3 Ways to Find Focus & Fight Social Media Fatigue
After spending a good amount of 18 months focused on being focused I’m starting to realize that multitasking is not only a good thing it is essential to the wiring of my brain.
The rise of focus was as predictable as any point on the technology hype-cycle. Especially for me.
After all, I had spent the previous seven years of my life as an intrepid social media evangelist leading social for one of the world’s biggest brands. If I wan’t ALL OVER THAT SHIT 24/7/365 then the entire value proposition of why a billion dollar budget should sacrifice %0.01 of its gold for social would be thrown into question.
Multi-tasking fit well into my nature. Libra. Intellectually curious about everything yet focused on nothing. Bored X-er. Gamer.
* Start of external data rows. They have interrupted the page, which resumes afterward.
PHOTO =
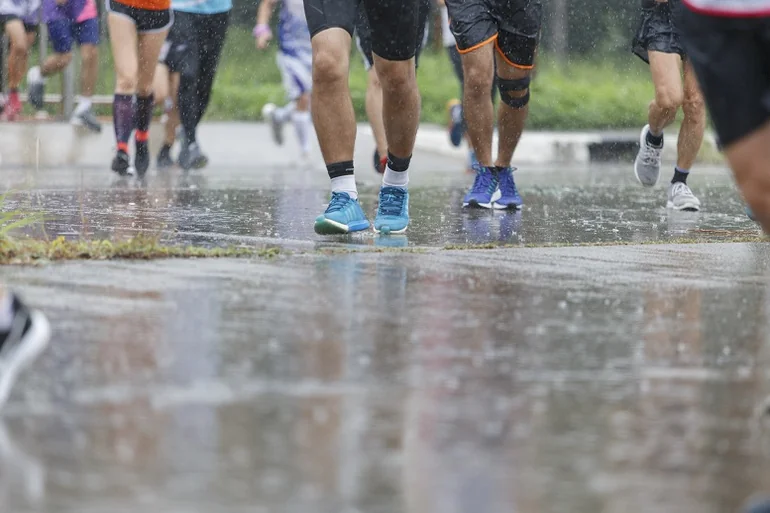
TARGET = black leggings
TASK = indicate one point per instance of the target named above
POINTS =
(204, 35)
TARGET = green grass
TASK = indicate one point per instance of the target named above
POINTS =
(592, 94)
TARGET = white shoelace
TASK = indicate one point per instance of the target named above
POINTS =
(651, 155)
(681, 189)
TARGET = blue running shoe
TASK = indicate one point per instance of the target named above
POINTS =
(456, 124)
(509, 195)
(343, 215)
(473, 163)
(484, 186)
(393, 210)
(750, 214)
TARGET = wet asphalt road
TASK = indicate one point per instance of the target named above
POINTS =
(581, 379)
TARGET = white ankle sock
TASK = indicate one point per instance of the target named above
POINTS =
(283, 114)
(346, 183)
(395, 178)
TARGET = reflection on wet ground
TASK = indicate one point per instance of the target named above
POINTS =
(601, 204)
(536, 380)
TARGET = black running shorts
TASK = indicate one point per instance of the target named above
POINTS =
(658, 30)
(394, 21)
(146, 21)
(513, 25)
(364, 33)
(731, 58)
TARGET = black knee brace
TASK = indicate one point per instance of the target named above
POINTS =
(506, 85)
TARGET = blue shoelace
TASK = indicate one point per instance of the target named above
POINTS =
(484, 182)
(392, 201)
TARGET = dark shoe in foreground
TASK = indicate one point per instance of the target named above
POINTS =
(19, 346)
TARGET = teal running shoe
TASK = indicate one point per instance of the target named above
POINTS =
(343, 215)
(393, 210)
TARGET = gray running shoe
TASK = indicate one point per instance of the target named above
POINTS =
(647, 163)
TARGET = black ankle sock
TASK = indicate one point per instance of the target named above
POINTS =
(398, 163)
(679, 176)
(655, 140)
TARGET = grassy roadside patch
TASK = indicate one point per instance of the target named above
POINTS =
(30, 251)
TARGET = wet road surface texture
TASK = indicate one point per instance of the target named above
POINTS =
(582, 379)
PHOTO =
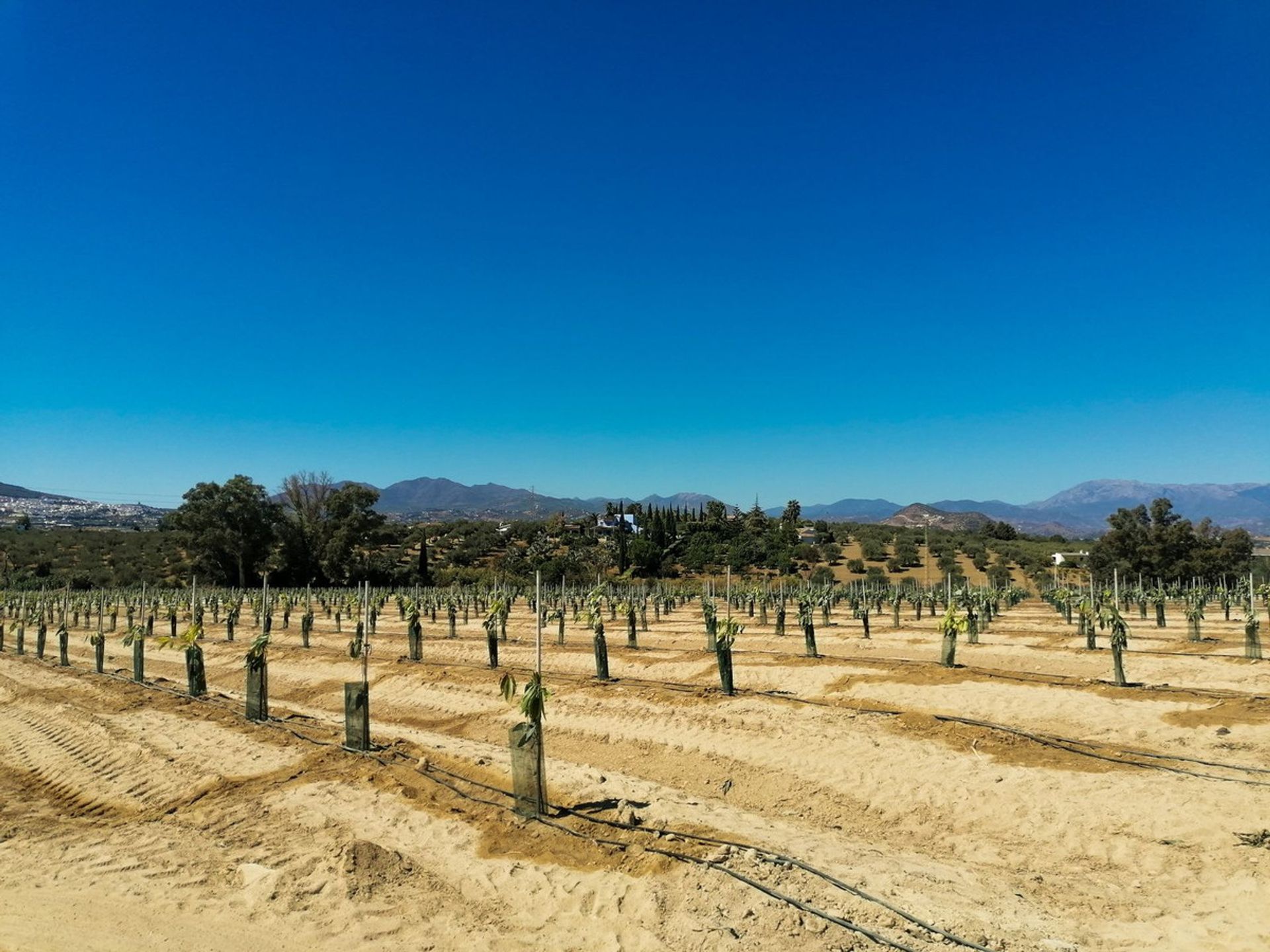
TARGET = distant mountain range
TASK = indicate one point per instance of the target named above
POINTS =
(919, 514)
(1080, 510)
(439, 498)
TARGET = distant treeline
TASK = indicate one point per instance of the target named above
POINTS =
(233, 534)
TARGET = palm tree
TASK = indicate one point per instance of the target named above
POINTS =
(1113, 619)
(1085, 610)
(196, 673)
(807, 619)
(529, 785)
(413, 629)
(1194, 616)
(258, 678)
(730, 630)
(135, 637)
(98, 641)
(492, 623)
(951, 625)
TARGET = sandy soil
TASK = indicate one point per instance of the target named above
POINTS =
(135, 818)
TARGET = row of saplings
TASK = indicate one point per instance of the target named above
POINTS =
(978, 607)
(526, 738)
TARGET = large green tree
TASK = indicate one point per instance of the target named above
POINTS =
(1160, 543)
(228, 530)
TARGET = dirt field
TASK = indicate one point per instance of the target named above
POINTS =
(132, 818)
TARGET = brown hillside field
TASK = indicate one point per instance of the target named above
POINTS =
(1076, 815)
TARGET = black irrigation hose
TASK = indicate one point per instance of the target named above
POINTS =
(683, 857)
(1053, 740)
(770, 856)
(697, 861)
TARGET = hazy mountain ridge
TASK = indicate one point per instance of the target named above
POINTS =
(1079, 510)
(919, 514)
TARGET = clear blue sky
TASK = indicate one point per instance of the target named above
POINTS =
(818, 251)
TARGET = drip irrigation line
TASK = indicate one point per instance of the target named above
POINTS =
(769, 856)
(620, 844)
(1052, 740)
(753, 884)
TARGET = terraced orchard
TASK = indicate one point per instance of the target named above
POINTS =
(853, 793)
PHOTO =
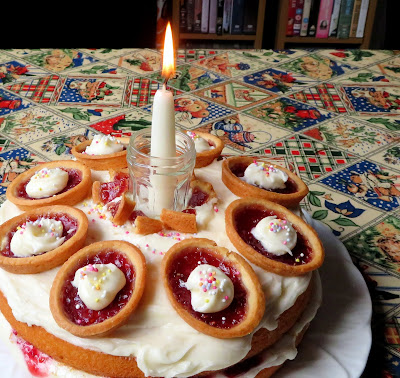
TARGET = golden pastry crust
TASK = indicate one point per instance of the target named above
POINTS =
(78, 260)
(68, 198)
(255, 296)
(178, 221)
(207, 157)
(301, 227)
(243, 189)
(113, 161)
(50, 259)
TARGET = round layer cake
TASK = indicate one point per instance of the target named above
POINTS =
(156, 341)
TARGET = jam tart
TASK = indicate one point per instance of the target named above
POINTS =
(246, 302)
(83, 319)
(115, 161)
(70, 239)
(233, 169)
(291, 247)
(76, 189)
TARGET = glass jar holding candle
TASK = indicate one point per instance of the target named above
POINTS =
(160, 182)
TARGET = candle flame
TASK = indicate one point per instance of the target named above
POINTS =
(168, 58)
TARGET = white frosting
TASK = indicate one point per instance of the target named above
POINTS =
(162, 343)
(98, 284)
(103, 145)
(37, 237)
(264, 176)
(46, 183)
(277, 236)
(211, 289)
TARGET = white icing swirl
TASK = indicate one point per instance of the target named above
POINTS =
(103, 145)
(46, 183)
(211, 289)
(265, 176)
(37, 237)
(277, 236)
(98, 284)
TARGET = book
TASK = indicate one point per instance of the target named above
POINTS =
(354, 18)
(312, 23)
(237, 17)
(334, 18)
(298, 16)
(190, 15)
(362, 19)
(197, 16)
(204, 16)
(324, 18)
(306, 17)
(220, 15)
(212, 18)
(250, 17)
(346, 12)
(291, 15)
(226, 19)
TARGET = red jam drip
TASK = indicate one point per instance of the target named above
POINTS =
(115, 188)
(77, 311)
(291, 187)
(247, 218)
(70, 225)
(36, 361)
(198, 197)
(179, 271)
(74, 178)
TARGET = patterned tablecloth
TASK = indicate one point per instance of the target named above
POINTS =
(331, 116)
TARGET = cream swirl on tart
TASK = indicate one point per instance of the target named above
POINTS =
(211, 289)
(47, 182)
(34, 238)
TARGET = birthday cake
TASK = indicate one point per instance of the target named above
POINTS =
(178, 325)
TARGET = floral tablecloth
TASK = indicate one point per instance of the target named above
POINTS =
(331, 116)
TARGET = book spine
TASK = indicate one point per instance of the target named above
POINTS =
(197, 16)
(355, 17)
(237, 17)
(306, 18)
(362, 19)
(190, 15)
(312, 24)
(212, 18)
(226, 20)
(298, 16)
(346, 12)
(324, 18)
(204, 16)
(334, 18)
(220, 16)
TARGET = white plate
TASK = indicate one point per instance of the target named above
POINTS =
(339, 338)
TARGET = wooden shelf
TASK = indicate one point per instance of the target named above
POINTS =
(281, 39)
(256, 38)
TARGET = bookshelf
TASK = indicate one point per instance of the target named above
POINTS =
(180, 38)
(281, 40)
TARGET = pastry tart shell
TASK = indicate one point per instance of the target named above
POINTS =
(243, 189)
(113, 161)
(50, 259)
(68, 198)
(255, 296)
(259, 259)
(136, 258)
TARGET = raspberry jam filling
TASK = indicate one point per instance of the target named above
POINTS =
(179, 271)
(77, 311)
(291, 187)
(115, 188)
(247, 218)
(70, 225)
(74, 178)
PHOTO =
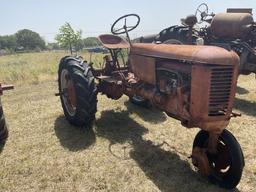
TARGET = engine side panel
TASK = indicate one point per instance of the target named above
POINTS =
(144, 68)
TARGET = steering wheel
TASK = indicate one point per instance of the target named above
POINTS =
(202, 9)
(125, 28)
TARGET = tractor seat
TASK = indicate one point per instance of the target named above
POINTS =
(113, 42)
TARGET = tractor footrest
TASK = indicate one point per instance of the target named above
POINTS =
(108, 79)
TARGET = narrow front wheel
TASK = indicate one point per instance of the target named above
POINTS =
(226, 166)
(78, 92)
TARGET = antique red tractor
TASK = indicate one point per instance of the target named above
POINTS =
(234, 30)
(193, 84)
(3, 127)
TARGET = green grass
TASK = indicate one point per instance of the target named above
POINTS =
(129, 149)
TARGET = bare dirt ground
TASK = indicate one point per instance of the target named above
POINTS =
(129, 149)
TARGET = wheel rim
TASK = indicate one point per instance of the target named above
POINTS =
(221, 162)
(68, 92)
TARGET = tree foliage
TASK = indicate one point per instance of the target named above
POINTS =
(29, 40)
(8, 42)
(91, 42)
(68, 38)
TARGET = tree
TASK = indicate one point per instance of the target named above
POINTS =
(68, 38)
(8, 42)
(29, 40)
(91, 42)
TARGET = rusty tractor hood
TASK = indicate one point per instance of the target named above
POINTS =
(191, 53)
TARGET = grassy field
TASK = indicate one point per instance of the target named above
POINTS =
(129, 149)
(33, 68)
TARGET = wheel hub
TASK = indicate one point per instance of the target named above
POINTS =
(200, 160)
(69, 94)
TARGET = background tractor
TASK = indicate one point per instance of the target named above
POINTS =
(193, 84)
(234, 30)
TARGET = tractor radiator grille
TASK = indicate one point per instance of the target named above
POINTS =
(221, 83)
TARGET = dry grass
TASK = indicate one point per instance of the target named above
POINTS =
(33, 68)
(129, 149)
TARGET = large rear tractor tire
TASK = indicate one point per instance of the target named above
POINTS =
(226, 166)
(78, 92)
(3, 127)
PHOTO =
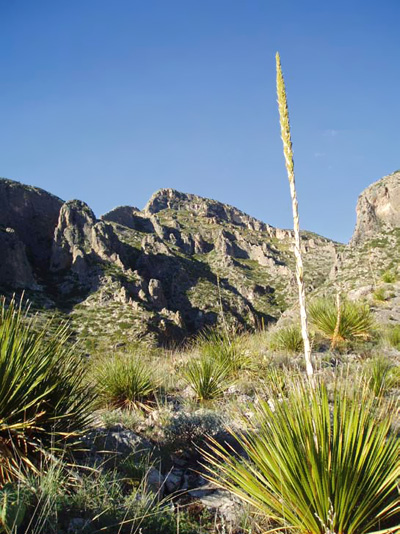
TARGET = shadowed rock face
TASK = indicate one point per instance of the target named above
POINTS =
(378, 208)
(15, 269)
(33, 214)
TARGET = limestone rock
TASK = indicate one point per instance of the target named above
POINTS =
(15, 269)
(378, 208)
(80, 240)
(130, 217)
(156, 294)
(33, 214)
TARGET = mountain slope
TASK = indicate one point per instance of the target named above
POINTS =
(183, 263)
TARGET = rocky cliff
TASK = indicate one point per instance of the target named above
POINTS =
(182, 263)
(378, 208)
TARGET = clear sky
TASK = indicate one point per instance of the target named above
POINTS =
(109, 100)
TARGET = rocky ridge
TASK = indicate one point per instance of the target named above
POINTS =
(182, 263)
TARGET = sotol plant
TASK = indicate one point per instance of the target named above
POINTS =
(355, 319)
(313, 467)
(288, 153)
(125, 381)
(44, 395)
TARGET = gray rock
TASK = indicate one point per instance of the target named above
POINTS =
(15, 268)
(33, 214)
(155, 481)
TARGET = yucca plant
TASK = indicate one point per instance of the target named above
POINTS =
(208, 378)
(392, 335)
(12, 508)
(381, 376)
(315, 468)
(43, 392)
(126, 381)
(224, 348)
(287, 339)
(289, 162)
(355, 319)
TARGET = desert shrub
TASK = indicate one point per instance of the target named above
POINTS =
(389, 277)
(381, 376)
(101, 501)
(223, 348)
(43, 391)
(392, 335)
(380, 294)
(287, 339)
(185, 429)
(208, 378)
(315, 468)
(13, 508)
(125, 381)
(356, 322)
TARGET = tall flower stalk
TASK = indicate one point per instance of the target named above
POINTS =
(288, 153)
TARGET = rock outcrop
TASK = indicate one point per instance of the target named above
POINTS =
(378, 208)
(15, 269)
(183, 263)
(32, 213)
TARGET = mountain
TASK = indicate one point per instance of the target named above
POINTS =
(182, 263)
(368, 267)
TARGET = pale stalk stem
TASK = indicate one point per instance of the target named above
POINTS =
(338, 317)
(288, 153)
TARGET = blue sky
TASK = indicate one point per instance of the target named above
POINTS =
(109, 101)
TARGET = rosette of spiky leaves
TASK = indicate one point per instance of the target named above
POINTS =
(355, 319)
(126, 381)
(43, 392)
(225, 348)
(208, 378)
(315, 468)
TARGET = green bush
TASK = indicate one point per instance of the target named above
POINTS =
(355, 322)
(44, 395)
(381, 376)
(12, 508)
(392, 335)
(287, 339)
(313, 468)
(380, 294)
(125, 381)
(389, 277)
(208, 378)
(223, 348)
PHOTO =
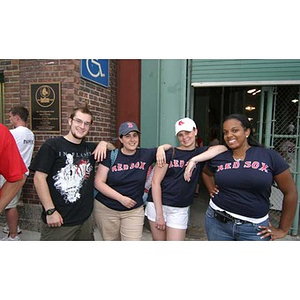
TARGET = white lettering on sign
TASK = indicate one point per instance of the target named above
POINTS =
(99, 71)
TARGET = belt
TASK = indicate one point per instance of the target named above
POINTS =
(224, 217)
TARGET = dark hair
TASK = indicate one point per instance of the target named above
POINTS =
(247, 125)
(84, 110)
(21, 111)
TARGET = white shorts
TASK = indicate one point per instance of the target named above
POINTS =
(13, 203)
(175, 217)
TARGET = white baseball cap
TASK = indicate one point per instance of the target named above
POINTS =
(185, 124)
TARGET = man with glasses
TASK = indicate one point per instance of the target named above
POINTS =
(64, 180)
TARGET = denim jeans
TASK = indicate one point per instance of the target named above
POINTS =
(231, 231)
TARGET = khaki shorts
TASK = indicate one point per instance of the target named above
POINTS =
(82, 232)
(119, 225)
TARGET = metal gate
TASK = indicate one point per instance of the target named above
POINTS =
(279, 130)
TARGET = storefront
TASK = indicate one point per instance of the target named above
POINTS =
(267, 91)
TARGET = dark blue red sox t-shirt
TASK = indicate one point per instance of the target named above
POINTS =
(245, 186)
(176, 191)
(127, 176)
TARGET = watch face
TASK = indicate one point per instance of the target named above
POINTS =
(50, 211)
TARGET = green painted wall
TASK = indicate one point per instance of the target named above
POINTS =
(163, 100)
(219, 70)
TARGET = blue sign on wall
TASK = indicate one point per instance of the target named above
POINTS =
(95, 70)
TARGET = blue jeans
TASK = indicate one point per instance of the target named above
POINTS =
(231, 231)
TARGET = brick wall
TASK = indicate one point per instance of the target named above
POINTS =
(75, 91)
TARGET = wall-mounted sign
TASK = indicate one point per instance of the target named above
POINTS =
(95, 70)
(45, 106)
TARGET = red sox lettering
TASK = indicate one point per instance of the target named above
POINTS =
(255, 165)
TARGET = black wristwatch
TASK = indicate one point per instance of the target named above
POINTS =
(50, 211)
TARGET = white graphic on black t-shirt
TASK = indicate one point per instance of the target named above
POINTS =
(69, 180)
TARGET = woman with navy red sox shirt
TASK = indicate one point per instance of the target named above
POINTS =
(170, 195)
(243, 175)
(118, 206)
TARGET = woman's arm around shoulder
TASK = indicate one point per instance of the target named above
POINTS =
(161, 154)
(210, 153)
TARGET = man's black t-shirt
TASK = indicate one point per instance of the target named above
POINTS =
(71, 169)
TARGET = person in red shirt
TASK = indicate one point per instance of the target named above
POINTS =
(12, 167)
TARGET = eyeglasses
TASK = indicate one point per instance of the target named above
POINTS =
(80, 122)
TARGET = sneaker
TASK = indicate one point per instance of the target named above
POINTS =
(8, 238)
(6, 229)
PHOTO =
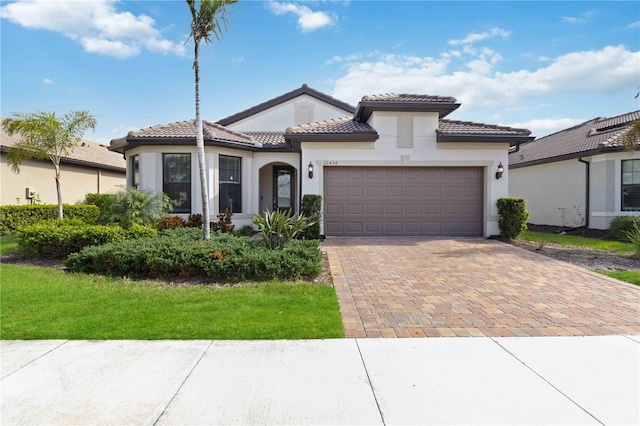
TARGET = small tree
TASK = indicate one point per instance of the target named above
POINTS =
(44, 136)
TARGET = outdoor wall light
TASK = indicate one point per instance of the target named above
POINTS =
(500, 171)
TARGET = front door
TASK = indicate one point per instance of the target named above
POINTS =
(283, 188)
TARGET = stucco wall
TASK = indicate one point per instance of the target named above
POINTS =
(279, 117)
(555, 192)
(425, 152)
(76, 182)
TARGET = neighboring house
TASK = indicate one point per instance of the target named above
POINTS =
(91, 168)
(390, 166)
(580, 176)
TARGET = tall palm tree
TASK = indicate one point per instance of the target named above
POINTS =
(44, 136)
(207, 20)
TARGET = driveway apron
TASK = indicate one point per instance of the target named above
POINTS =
(441, 286)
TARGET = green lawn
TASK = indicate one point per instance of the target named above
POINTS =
(7, 244)
(41, 303)
(576, 240)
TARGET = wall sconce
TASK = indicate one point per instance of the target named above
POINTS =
(500, 171)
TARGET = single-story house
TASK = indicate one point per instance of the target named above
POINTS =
(392, 165)
(580, 176)
(90, 168)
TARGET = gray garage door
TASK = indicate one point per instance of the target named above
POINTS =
(403, 201)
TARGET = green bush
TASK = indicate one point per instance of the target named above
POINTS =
(621, 226)
(13, 217)
(311, 208)
(513, 217)
(173, 222)
(279, 228)
(181, 253)
(59, 238)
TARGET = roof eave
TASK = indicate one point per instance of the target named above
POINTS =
(366, 108)
(513, 140)
(357, 136)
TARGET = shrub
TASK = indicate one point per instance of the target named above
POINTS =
(13, 217)
(59, 238)
(194, 221)
(138, 206)
(513, 217)
(621, 226)
(245, 231)
(311, 208)
(223, 224)
(279, 228)
(173, 222)
(181, 253)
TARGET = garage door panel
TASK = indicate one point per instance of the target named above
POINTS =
(403, 201)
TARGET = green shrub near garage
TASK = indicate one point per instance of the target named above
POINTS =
(180, 253)
(59, 238)
(13, 217)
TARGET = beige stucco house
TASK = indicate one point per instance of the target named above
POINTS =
(392, 165)
(91, 168)
(579, 176)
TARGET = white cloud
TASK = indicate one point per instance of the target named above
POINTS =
(96, 25)
(544, 126)
(480, 83)
(582, 19)
(475, 37)
(308, 20)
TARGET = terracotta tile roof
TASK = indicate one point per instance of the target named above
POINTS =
(187, 130)
(345, 125)
(302, 90)
(470, 128)
(405, 97)
(590, 136)
(86, 153)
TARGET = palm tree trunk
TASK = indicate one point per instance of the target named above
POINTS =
(59, 191)
(206, 230)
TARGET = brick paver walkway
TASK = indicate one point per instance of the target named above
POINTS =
(421, 286)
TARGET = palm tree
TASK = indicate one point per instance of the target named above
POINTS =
(207, 20)
(45, 136)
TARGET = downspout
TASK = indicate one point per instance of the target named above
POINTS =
(586, 196)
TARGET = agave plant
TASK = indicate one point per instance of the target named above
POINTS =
(278, 228)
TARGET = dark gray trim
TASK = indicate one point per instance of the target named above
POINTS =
(84, 163)
(303, 90)
(366, 108)
(356, 136)
(513, 140)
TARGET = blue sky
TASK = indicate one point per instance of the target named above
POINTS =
(540, 65)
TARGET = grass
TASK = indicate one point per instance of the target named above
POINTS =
(41, 303)
(620, 247)
(7, 244)
(632, 277)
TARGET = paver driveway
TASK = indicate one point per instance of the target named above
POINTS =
(424, 286)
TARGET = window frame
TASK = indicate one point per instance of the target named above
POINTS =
(188, 208)
(623, 185)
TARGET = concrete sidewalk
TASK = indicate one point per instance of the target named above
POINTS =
(533, 380)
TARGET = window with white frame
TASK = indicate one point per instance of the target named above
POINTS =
(230, 178)
(630, 185)
(176, 181)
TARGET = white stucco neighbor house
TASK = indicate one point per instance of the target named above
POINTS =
(579, 176)
(392, 165)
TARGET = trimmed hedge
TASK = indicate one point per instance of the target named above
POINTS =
(513, 217)
(14, 217)
(181, 253)
(59, 238)
(621, 226)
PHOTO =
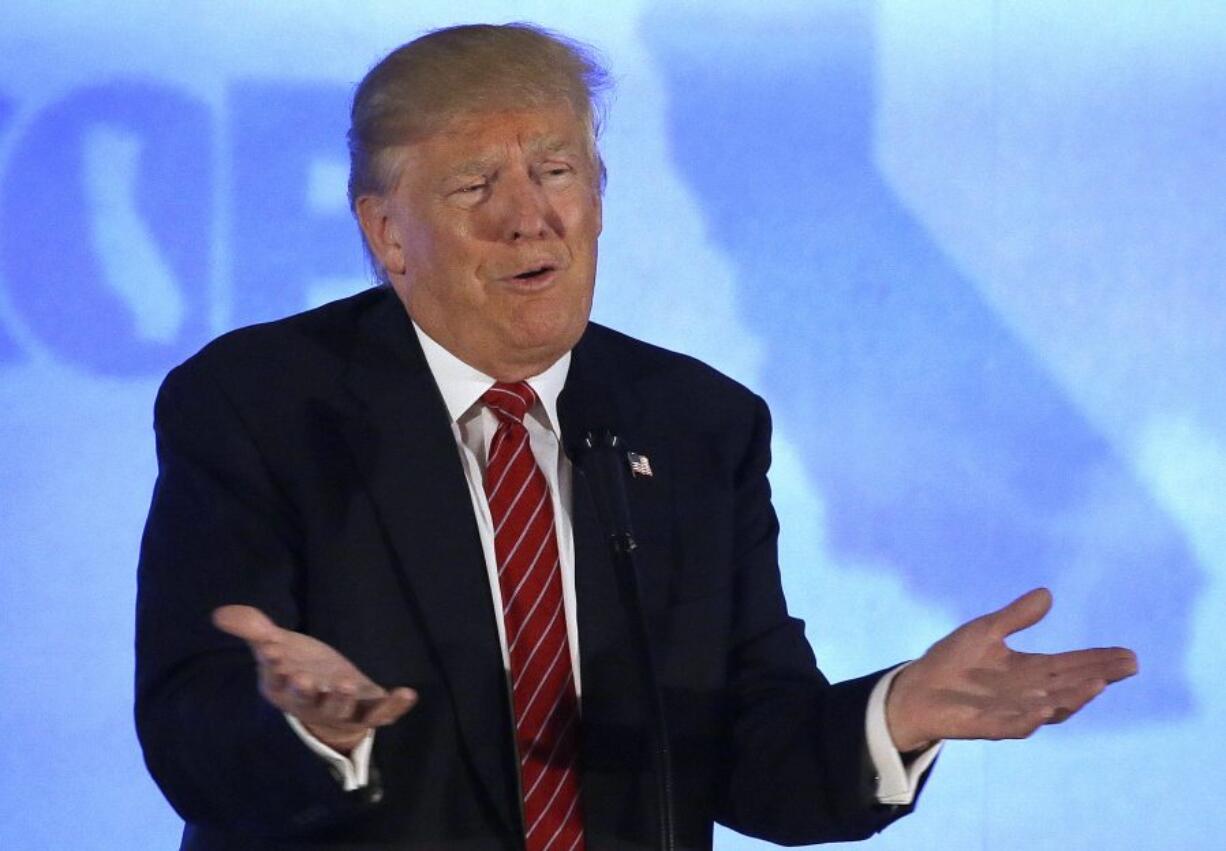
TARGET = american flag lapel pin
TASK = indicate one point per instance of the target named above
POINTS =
(639, 464)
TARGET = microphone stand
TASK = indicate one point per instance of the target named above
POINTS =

I was the high functioning quotient at the tongue of social media’s unending Pavolvian Pez dispenser.
And I was all over that shit. Blogging, Twitter, Facebook, LinkedIn. Like so many, I was paving my own road to who knows where with bricks of social currency. I couldn’t go to sleep without checking Twitter one more time. Waking up to less than 10 likes of any given status update was a sour start. At one point, I started a meticulous unfollowing policy to help my Klout score. 20 minutes later, I realized how stupid that was and still laugh at those clowns still acting that way.
Like many before me, I realized that I was become more concerned connectivity than availability. Friday night out? Sure, as long as we select a venue with easily accessible power outlets and WiFi.
Naturally fatigue set in. I let mayorships flutter away. I went entire days without tweeting.
As this social boredom descended, my two young kids suddenly ascended. They literally started saying the darnedest things. My oldest made U-9 Lacrosse look more exciting than just about any professional baseball game. Social slowly but suddenly became not a projection of who I wanted to be but a reflection of who I am. Facebook truly became about connecting with family spread throughout the world. I stopped using filters on Instagram because my kids are cutest with #nofilter.
This corresponded with a rise in media about social fatigue and how FOMO was leading to actual MO itself. Of course, I missed all of that because I was busy finding my own new balance as a dad who happened to work in digital media. I was even relived when my new job didn’t include “social media” in the title…something I would have shirked even 24 months earlier.
In fairness, I never stopped sharing and caring about my feeds — I just became much more singular about it. Then I realized how much I didn’t care about my phone and said feeds and I went to the other extreme.
Family time was analog. Work was work. Music was for travel between the two. Singletasking took hold and my world slowed. Mostly for the better and boring.
I did not want to go back but I started to miss the hustle of being a share-sumer. So I conducted a few experiments to carefully and thoughtfully get back into the multitasking world without getting sucked down social media rabbit holes.
Experiment One: Music and Writing
I have to write A TON for my job and then I enjoy writing for myself. I’ve conducted mini-experiments with each type of writing with and without music of various genres. I write faster and better (higher quality + fewer typos) with music than without. Lower spectrum EDM (Flying Lotus > Oakenfeld) is optimal for the gathering and reworking of thought into written words. When an album is done, I close the keyboard. The natural break keeps me focused on the production of writing rather than just going on forever without focus.
Experiment Two: Do It Now vs Later
At a communications workshop, two years ago, I learned a simple but powerful lesson. Do it now if it takes less than two minutes. Otherwise wait. If you have 5 or more 2 minutes tasks bundle them up. Done and done. It’s taken me months to be disciplined enough to put this in real practice. But now that I have suddenly it seems that I have “found” time. Literally hours to get real shit done at work.
Experiment Three: Being there with the kids
It is waaaayyy to easy to be with the kids in any moment, realize how damn cute they are and want to capture every damn moment. That is probably the hardest habit to break. I take a crap-ton of pics of my kids because they are amazing. But think about this. The average parent takes more pics of their kids in one week then our parents did during a year. Maybe even our entire childhoods. We grew up ok. In fact better for it. There is only one terribly embarrassing picture of 4-year-old me peeing in the bathtub and it is safely locked away in a yellowing wax paper album. Prefer that to a 3 minute YouTube video of kiddie cuteness that will become penultimate bully fodder for some douche named Rhett in 2019.
My new rule: Snap a lot. Do it quick. Post nothing until later
No one cares if your moment shared on Facebook is right now or sharing a memory from yesterday. Spend more time in the now and sharing it later will create a richer post.
So in summary:
- Use music to as a time keeper for work projects.
- Break tasks into short/quick/now and longer/later blocks.
- Capture moments in the now, but wait and post them later.